Section 1402 of PPACA provides for certain reductions in cost-sharing for individuals whose income is between 100% and 400% of the FPL and who buy silver coverage through an exchange.
The shared responsibility provisions of Code section 4980H, which was added by section 1513 of PPACA, apply to large employers, i.e., generally, employers that employ an average of at least 50 full time employees. Code section 4980H specifies that large employers that do not offer minimum essential health coverage to employees generally must pay a tax of up to $2,000 per full time employee if any employee enrolls in an exchange plan and the exchange certifies the employee is eligible for the premium tax credit or reduced cost-sharing under section 1402 of PPACA. This section of the Code also provides that any large employer that offers health coverage that is unaffordable or does not provide minimum value must pay a tax of up to $3,000 per full time employee who elects coverage through an exchange and qualifies for a premium tax credit or reduced cost-sharing.
Guidance Issued to Date on Exchange
HHS and Treasury have been issuing guidance related to the exchange in stages, including:
- A request for comments on August 3, 2010;
- Initial guidance to states on November 18, 2010;
- A proposed regulation on the application, review and reporting processes for waivers for state innovation on March 14, 2011;
- Two sets of proposed regulations that set forth requirements for states that elect to establish exchanges, outline minimum requirements for participating issuers, outline standards for employees that elect to participate in the Small Business Health Options Program (SHOP), and describe health insurance premium stabilization policies in PPACA on July 15, 2011; and
- Three sets of proposed regulations on the premium tax credits (summarized below); the process of determining eligibility for enrollment in an exchange plan (also summarized below); and coverage under Medicaid, the Children’s Health Insurance Program (CHIP) and state health coverage programs.
Premium Tax Credits
The proposed Treasury regulations establish rules regarding the individuals eligible for a premium tax credit, the amount of the credit and the requirements for individuals who receive a credit to reconcile on their tax returns the credits received and the credits to which they are ultimately entitled.
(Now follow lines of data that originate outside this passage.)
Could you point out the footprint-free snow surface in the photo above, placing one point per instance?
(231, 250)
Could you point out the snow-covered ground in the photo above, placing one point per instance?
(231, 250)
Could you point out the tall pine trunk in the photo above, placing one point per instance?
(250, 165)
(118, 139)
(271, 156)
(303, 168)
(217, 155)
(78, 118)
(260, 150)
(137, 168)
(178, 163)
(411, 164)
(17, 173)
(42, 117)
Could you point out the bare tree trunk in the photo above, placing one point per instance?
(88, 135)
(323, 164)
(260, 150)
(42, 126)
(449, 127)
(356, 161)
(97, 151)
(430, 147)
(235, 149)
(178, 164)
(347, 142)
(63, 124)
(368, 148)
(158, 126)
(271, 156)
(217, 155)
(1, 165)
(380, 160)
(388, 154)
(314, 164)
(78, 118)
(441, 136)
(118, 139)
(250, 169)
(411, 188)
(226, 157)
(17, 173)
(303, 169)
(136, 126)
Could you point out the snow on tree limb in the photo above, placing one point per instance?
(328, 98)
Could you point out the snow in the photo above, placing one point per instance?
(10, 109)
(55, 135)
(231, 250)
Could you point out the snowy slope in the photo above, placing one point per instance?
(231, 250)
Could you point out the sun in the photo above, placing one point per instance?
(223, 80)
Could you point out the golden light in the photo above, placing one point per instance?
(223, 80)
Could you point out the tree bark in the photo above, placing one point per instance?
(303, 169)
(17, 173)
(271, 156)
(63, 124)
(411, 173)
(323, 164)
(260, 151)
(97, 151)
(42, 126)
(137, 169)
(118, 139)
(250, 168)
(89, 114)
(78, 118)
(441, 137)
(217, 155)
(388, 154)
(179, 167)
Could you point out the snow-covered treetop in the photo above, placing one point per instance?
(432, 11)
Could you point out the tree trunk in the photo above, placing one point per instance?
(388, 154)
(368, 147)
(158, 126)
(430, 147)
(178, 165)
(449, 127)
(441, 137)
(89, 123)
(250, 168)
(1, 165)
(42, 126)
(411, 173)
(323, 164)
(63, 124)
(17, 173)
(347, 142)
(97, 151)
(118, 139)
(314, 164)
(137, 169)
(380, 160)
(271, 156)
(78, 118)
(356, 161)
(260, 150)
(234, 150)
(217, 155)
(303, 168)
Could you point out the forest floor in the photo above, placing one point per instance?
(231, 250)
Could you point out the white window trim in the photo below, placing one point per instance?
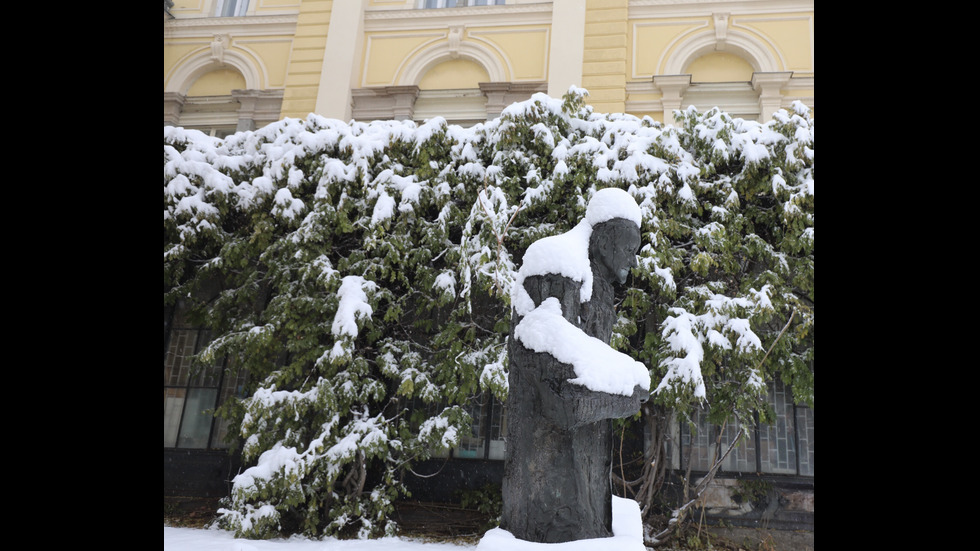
(241, 7)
The regulations also require exchanges to report to covered individuals information on credits received on their behalf so that they will be able to complete the reconciliation on their tax returns.
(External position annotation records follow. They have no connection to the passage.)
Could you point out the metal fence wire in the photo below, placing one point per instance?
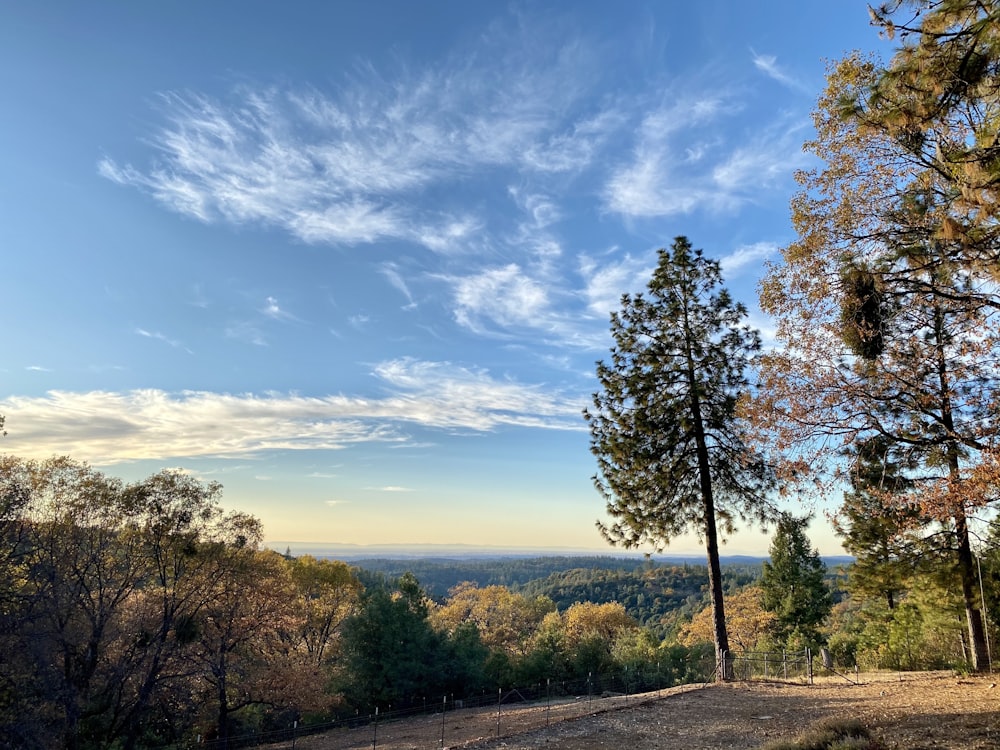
(787, 666)
(445, 719)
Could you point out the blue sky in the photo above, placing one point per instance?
(355, 260)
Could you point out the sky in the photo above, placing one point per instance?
(355, 260)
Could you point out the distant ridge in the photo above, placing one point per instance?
(352, 552)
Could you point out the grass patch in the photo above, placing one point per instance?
(831, 734)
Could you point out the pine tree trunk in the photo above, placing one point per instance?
(966, 568)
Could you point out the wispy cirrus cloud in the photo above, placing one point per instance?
(275, 311)
(343, 166)
(747, 255)
(157, 336)
(105, 427)
(768, 65)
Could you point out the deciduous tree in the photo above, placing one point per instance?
(887, 302)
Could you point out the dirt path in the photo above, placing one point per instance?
(914, 711)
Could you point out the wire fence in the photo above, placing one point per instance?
(444, 721)
(795, 666)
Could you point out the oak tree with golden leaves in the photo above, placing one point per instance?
(887, 303)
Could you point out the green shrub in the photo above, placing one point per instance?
(831, 734)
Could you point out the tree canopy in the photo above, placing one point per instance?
(671, 451)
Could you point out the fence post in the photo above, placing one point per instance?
(444, 707)
(548, 699)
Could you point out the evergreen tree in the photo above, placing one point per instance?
(876, 524)
(672, 454)
(793, 586)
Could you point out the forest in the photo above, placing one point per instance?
(143, 614)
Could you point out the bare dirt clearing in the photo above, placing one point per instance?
(913, 711)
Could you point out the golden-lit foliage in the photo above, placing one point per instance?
(505, 620)
(747, 620)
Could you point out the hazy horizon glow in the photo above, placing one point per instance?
(356, 261)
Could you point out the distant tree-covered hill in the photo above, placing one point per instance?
(659, 596)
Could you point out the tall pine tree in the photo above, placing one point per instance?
(793, 585)
(671, 451)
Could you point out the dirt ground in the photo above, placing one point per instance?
(904, 711)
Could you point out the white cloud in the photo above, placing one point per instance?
(607, 282)
(746, 255)
(157, 336)
(664, 175)
(768, 65)
(275, 311)
(502, 296)
(345, 166)
(394, 277)
(105, 427)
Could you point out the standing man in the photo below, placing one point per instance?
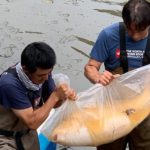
(121, 47)
(27, 95)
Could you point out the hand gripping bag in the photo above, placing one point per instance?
(102, 114)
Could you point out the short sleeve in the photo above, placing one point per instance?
(14, 96)
(100, 50)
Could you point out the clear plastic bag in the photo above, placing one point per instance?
(60, 78)
(102, 114)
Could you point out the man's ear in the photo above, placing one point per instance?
(25, 69)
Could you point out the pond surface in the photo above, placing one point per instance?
(69, 26)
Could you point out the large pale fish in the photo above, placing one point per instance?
(102, 114)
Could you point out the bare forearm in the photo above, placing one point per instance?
(40, 114)
(92, 74)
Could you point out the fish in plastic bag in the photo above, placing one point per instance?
(102, 114)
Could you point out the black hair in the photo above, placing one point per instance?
(137, 12)
(38, 55)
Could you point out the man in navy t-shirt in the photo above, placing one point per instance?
(136, 17)
(27, 95)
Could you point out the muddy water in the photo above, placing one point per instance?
(69, 26)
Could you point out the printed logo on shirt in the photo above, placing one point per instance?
(118, 53)
(135, 53)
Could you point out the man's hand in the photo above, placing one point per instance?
(65, 92)
(105, 78)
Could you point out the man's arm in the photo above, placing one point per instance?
(33, 118)
(91, 71)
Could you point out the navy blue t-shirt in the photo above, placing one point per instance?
(13, 94)
(107, 48)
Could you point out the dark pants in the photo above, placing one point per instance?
(138, 139)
General Rule. The general rule is that individuals can obtain a premium tax credit if they (1) buy coverage in an exchange, (2) have household income between 100% and 400% of the FPL for the family’s size, (3) are not eligible for minimum essential coverage under another plan, other than in the individual insurance market, (4) may not be claimed as a dependent of another taxpayer, and (5) if married, file a joint tax return. In addition, the individuals must be lawfully present in the U.S., which all citizens are, and not be in jail. The tax credit is generally not available to individuals whose household income is less than 100% of the FPL since those individuals are generally eligible for Medicaid.
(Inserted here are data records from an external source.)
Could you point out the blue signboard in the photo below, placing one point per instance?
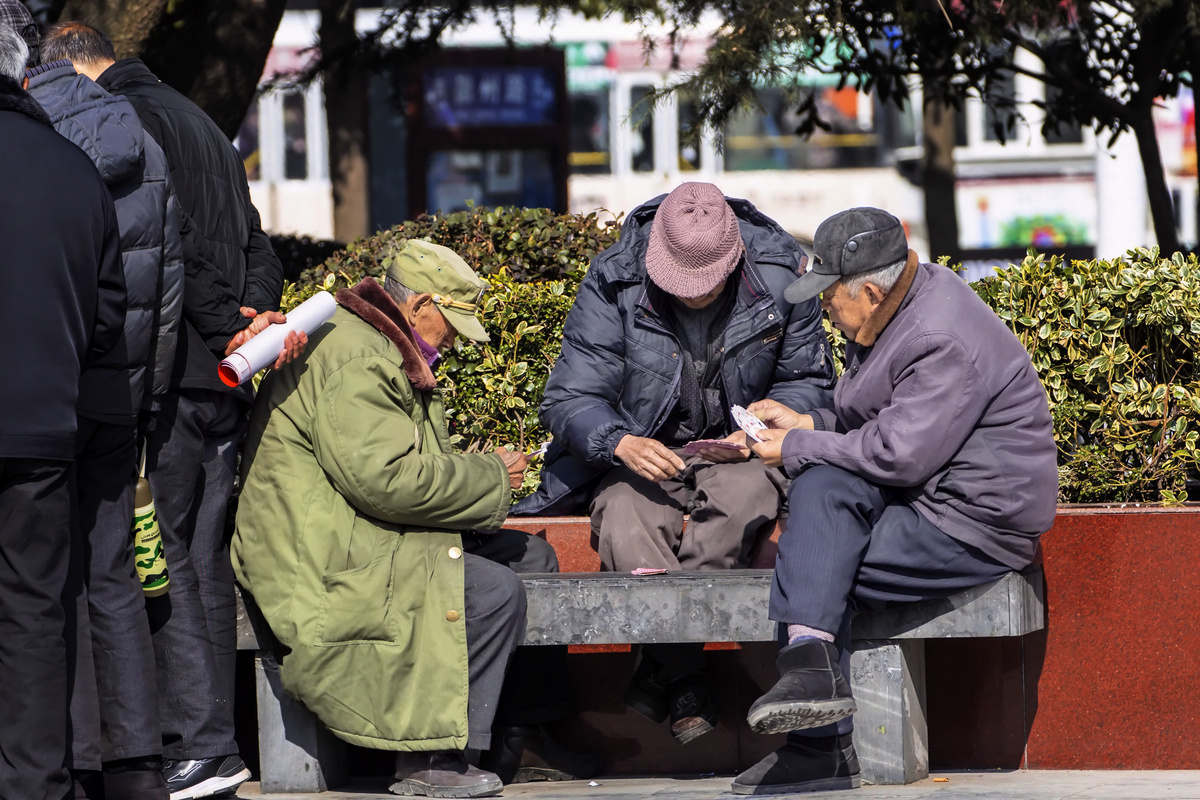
(489, 96)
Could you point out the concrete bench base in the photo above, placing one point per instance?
(887, 663)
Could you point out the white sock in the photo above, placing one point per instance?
(797, 632)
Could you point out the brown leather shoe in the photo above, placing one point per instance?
(525, 753)
(443, 774)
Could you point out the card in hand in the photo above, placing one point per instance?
(748, 422)
(694, 447)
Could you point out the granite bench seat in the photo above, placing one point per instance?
(604, 608)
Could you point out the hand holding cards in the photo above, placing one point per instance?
(748, 422)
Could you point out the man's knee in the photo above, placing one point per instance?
(820, 483)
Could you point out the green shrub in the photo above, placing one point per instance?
(533, 260)
(1116, 347)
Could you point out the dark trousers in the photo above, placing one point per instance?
(192, 445)
(114, 707)
(852, 546)
(537, 689)
(36, 630)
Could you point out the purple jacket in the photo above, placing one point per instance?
(940, 401)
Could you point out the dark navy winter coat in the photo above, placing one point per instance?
(619, 370)
(132, 164)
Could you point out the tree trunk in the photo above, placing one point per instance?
(214, 52)
(941, 211)
(346, 114)
(1162, 210)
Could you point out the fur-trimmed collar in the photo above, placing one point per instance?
(15, 98)
(883, 313)
(373, 306)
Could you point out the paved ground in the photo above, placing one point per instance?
(1033, 785)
Eligibility for Employer Plan. Individuals are treated as eligible for an employer-sponsored group health plan providing minimum essential coverage only if (1) that coverage is both affordable and has at least a minimum value, or (2) the individual enrolls in the employer plan. The coverage is considered affordable only if the employee contribution for self-only coverage under the plan would be no more than 9.5% of the individual’s household income, as further defined in the proposed rule. The rules clarify that this affordability test is always based on the employee premium for self-only coverage for employees and related individuals the employees are eligible to cover; the employee cost for family coverage is not used. A plan has a minimum value under these rules only if it covers 60% of the costs of medical care. An individual who becomes eligible for an employer plan that is determined by an exchange to be affordable and to have a minimum value but who chooses not to enroll in that plan during an applicable open enrollment or special enrollment period will generally be treated as eligible for that coverage (and, thus, not eligible for the premium tax credit) for the balance of the plan year. In contrast, an individual who becomes eligible for COBRA or other continuation coverage is treated as eligible for that coverage only if he or she chooses to enroll in it.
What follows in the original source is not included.